The call for more sustainable power generation has been loud and clear for several years. Net-zero targets and ongoing geopolitical tensions have prompted legislators to pressure businesses to transition to green energy production. At the same time, energy consumption levels also grow, demanding leaner operations.
To accelerate the transition from traditional energy production to digital and sustainable energy generation, business leaders need to invest in new technologies: cloud computing, predictive analytics, digital twins, and IoT among other sectors. Learn how digital transformation in the energy sector takes shape from this post.
6 Digital Transformation Opportunities in the Energy Sector
Between now and 2030, electricity consumption in the EU is expected to increase by 60%. Given the current progress, the U.S. Energy Information Administration (EIA) is concerned that the global energy consumption increases may outpace efficiency gains and drive continued emissions growth by 2050.
These factors will likely translate to extra regulatory pressure on the energy companies to increase the production of renewable energy and emission offsetting. To cope with the task, leaders are making investments in the following digital technologies.
1. Data-Driven Distributed Grid Management
Since 2015 grid-related investment in digital technologies has grown by over 50%, according to IEA. In 2023, it reached 19% of the total grid investment, with the distribution segment commanding 75% of the total digital spending. By modernizing the distribution segment through the integration of smart technologies, leaders can achieve better demand management and grid stability.
Distributed energy systems (DES) offer several advantages over centralized energy systems. They are more versatile and can employ a wide range of energy resources and technologies to be grid-connected or off-grid. In fact, most of the off-grid DESs are renewables-based, proving more economically competitive in remote communities than conventional energy systems. Grid-connected solutions, in turn, can supply the extra capacities during peak demand flexibly and sustainably.
Source: NREL
Although DES can dramatically help with supply and distribution, it also poses new challenges for energy companies. Because DER can generate, store, or flexibly draw or discharge power to the grid, the demand is becoming increasingly variable, impeding grid balancing. Likewise, renewable energy generation levels can be unpredictable too due to weather, which complicates capacity planning.
Investment in digital technologies like cloud, IoT, and big data analytics, can help businesses improve DES management through the following capabilities:
- Forecast management.
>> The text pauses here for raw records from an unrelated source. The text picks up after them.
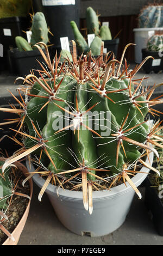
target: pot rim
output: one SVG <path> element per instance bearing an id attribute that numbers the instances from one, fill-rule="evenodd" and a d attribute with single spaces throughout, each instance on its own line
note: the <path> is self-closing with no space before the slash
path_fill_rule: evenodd
<path id="1" fill-rule="evenodd" d="M 148 157 L 146 159 L 146 162 L 147 164 L 152 164 L 153 160 L 154 153 L 151 151 L 149 153 L 149 160 Z M 34 166 L 31 163 L 31 169 L 30 169 L 29 161 L 28 159 L 26 159 L 26 164 L 27 169 L 30 172 L 33 172 L 35 170 Z M 150 171 L 150 169 L 142 166 L 141 169 L 140 170 L 141 172 L 143 172 L 146 173 L 137 173 L 133 178 L 131 178 L 132 181 L 135 184 L 135 186 L 137 187 L 141 183 L 145 180 L 147 176 L 148 173 Z M 45 180 L 41 177 L 39 174 L 34 174 L 33 176 L 33 179 L 34 181 L 39 186 L 40 188 L 42 188 L 43 186 Z M 127 186 L 123 183 L 122 184 L 119 185 L 116 187 L 112 187 L 110 191 L 108 190 L 104 190 L 102 191 L 93 191 L 93 200 L 98 200 L 101 199 L 105 199 L 108 198 L 115 197 L 118 195 L 122 195 L 127 193 L 129 191 L 133 190 L 133 188 L 130 186 L 128 182 L 126 182 Z M 55 194 L 57 197 L 59 196 L 60 198 L 64 198 L 65 199 L 73 200 L 83 200 L 83 192 L 82 191 L 70 191 L 68 190 L 63 190 L 61 188 L 58 189 L 58 187 L 54 185 L 49 183 L 47 187 L 46 192 L 47 194 Z"/>

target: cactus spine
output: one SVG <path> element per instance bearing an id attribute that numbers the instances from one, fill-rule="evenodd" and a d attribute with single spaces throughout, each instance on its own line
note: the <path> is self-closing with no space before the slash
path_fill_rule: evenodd
<path id="1" fill-rule="evenodd" d="M 92 208 L 91 204 L 87 206 L 87 186 L 92 193 L 93 187 L 101 186 L 97 180 L 108 184 L 114 176 L 110 188 L 122 178 L 141 198 L 129 175 L 136 174 L 137 164 L 149 167 L 142 159 L 145 154 L 148 156 L 153 151 L 159 157 L 149 143 L 155 144 L 153 138 L 160 123 L 151 128 L 145 117 L 149 112 L 154 115 L 153 106 L 162 103 L 162 99 L 151 101 L 150 97 L 163 83 L 140 92 L 143 80 L 137 83 L 134 76 L 152 57 L 147 57 L 129 72 L 126 61 L 123 66 L 122 63 L 126 49 L 132 44 L 126 46 L 120 62 L 111 59 L 108 63 L 108 54 L 96 59 L 91 51 L 78 59 L 73 42 L 73 62 L 59 63 L 57 54 L 53 65 L 46 45 L 40 42 L 46 51 L 47 57 L 43 57 L 49 71 L 41 64 L 43 70 L 38 70 L 39 78 L 30 74 L 16 80 L 23 81 L 24 87 L 18 90 L 25 94 L 26 101 L 21 102 L 20 109 L 13 110 L 21 114 L 18 120 L 21 127 L 14 131 L 26 138 L 20 153 L 5 161 L 3 172 L 16 159 L 31 156 L 31 161 L 41 169 L 40 175 L 47 176 L 40 200 L 50 181 L 62 187 L 71 181 L 73 189 L 82 187 L 84 205 L 90 214 Z M 41 52 L 38 44 L 37 47 Z M 24 125 L 27 133 L 22 129 Z M 107 188 L 106 185 L 102 187 Z"/>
A data analytics solution can be placed between the network management systems (which provide real-time controls), and planning suites (which help prepare for long-term changes to the network). Forecast analytics systems will allow us to better estimate short-term peaks in demand and model the necessary grid transformation to account for future demand growth.
- Demand-side management. Thanks to the wider adoption of IoT (smart meters, remote monitoring systems, condition monitoring solutions, smart inverters, etc), power companies gain greater visibility into demand and supply. This allows more granular controls. For example, water heaters can be switched on when photovoltaic energy production increases the voltage of the LV networks in residential areas.
- Battery charging infrastructure management. As more electric vehicles (EVs) hit the road, new solutions are required for managing various battery-charging methods (fast, slow, or scheduled). Leaders should also plan for managing battery-based storage, which could play an important role in the networks as capacities increase.
EDF International Networks, for example, is working together with Capgemini on accelerating global deployments of smart grids — grids that use digital technologies for real-time monitoring and optimized distribution. On the home turf in France, EDF helped RTE and Enedis, France’s TSO and DSO, integrate a number of smart grid solutions into their day-to-day network management process. According to the global Smart Grid Index, Enedis was ranked first for the second year in a row in 2023.
Abroad EDF has been involved in launching a microgrid demonstrator in Singapore and smart grid deployment in Uruguay. The current state of technologies already makes advanced network automation possible, so leaders must act on the available opportunities.
2. AI-Powered Energy Forecasting
Smart grids generate massive quantities of data, which contain insights into better management. The global wind turbines produce over 400 billion data points per year. To transform the incoming firehouse of data into operational insights, energy sector leaders are turning to machine learning (ML) and artificial intelligence (AI).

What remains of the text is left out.